Deeper notes on how extractions are configured and what fields you get back.

Field types

TypeReturned as JSONNotes
stringstringDefault for text-like fields.
numbernumberDecimals included.
integernumberWill be rounded to nearest int.
booleanbooleantrue / false only.
dateISO 8601 stringE.g. "2026-05-24".
datetimeISO 8601 stringE.g. "2026-05-24T10:00:00Z".
objectnested objectDefine fields recursively.
list<string>string[]Useful for tags, tracking numbers.
list<object>object[]For repeating sections — line items, line items, party blocks.

Field examples

Adding a one-line example to each field dramatically improves accuracy. The example is shown to the model as a hint, not enforced.

json
{
  "key": "invoice_number",
  "type": "string",
  "description": "The unique invoice ID from the seller.",
  "example": "INV-2026-00128"
}

Language

Set language at the extraction level. Options:

  • "Multi-Lingual" (default) — auto-detect per document.
  • "English", "French", "German", "Spanish", "Hindi", "Japanese", "Chinese (Simplified)", and more.

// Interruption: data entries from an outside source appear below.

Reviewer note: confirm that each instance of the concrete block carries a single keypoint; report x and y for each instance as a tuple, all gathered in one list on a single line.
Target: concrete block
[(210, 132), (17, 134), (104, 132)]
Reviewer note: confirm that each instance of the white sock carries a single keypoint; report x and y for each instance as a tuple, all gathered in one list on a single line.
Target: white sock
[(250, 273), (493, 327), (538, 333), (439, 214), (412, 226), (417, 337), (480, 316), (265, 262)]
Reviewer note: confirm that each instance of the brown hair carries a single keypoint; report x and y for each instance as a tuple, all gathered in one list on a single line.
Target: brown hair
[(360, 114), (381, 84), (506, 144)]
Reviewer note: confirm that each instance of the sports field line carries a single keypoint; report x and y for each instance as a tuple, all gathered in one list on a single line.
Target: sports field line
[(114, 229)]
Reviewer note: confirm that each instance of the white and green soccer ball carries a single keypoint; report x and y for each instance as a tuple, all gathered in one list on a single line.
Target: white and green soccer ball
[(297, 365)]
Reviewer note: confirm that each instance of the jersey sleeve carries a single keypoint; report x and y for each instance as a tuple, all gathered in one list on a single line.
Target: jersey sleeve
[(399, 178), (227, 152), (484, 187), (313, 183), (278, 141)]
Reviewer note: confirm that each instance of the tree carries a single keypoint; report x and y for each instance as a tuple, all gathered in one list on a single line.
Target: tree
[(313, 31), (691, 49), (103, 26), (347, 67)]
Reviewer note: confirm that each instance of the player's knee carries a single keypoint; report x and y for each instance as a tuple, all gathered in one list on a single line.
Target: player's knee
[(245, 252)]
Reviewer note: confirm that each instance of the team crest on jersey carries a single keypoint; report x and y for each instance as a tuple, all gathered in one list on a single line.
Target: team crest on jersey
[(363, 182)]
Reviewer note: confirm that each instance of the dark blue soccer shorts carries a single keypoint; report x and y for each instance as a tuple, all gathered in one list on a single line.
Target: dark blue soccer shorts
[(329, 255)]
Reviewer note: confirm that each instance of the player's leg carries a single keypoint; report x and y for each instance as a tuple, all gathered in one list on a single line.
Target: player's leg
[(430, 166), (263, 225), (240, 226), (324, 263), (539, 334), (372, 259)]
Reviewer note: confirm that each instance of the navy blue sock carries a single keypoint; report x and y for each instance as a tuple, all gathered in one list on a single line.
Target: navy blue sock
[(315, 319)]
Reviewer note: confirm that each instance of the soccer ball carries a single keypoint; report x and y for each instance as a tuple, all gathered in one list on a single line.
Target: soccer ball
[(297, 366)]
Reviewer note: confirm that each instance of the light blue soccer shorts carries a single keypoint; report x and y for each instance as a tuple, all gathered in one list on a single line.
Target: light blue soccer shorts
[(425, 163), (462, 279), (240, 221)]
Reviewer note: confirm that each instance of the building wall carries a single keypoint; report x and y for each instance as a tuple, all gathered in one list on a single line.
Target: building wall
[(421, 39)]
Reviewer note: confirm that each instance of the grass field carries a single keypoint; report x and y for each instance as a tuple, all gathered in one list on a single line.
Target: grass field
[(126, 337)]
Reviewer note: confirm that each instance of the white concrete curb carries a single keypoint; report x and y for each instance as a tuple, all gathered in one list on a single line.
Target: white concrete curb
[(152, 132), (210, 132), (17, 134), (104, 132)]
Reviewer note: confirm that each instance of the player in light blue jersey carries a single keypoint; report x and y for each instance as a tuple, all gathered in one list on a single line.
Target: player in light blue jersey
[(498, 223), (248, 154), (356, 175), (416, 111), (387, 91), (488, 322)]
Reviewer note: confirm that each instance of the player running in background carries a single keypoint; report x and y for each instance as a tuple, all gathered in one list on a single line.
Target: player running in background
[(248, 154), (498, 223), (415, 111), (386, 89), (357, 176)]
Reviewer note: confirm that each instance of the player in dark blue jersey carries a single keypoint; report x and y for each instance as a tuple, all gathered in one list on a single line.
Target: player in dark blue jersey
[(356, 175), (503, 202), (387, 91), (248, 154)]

Forcing a language gives a small accuracy bump on borderline-quality scans.

Document Options

Per-extraction toggles that influence parsing behavior:

OptionEffect
ocr_priorityWhen true, treat the document as scanned (skip text-layer extraction). Useful for low-quality PDFs.
infer_missingAllow the model to infer fields that aren't explicitly written (e.g. total = subtotal + tax).
strict_formatReject documents that don't match the expected layout. Returns status: needs_review instead.

Confidence scores

Every extracted field comes back with a confidence value in [0, 1]. Treat anything below 0.7 as needing human review.

json
{
  "result": { "total_amount": 4108.26 },
  "confidence": { "total_amount": 0.98 }
}

needs_review status

A file lands in needs_review when at least one field has confidence below your configured threshold (defaults to 0.7). The result is still available — but you should surface it in your UI for a human to double-check.

Resubmitting

To re-process a single file (e.g. after editing the schema), DELETE it and re-upload. Pages are charged again.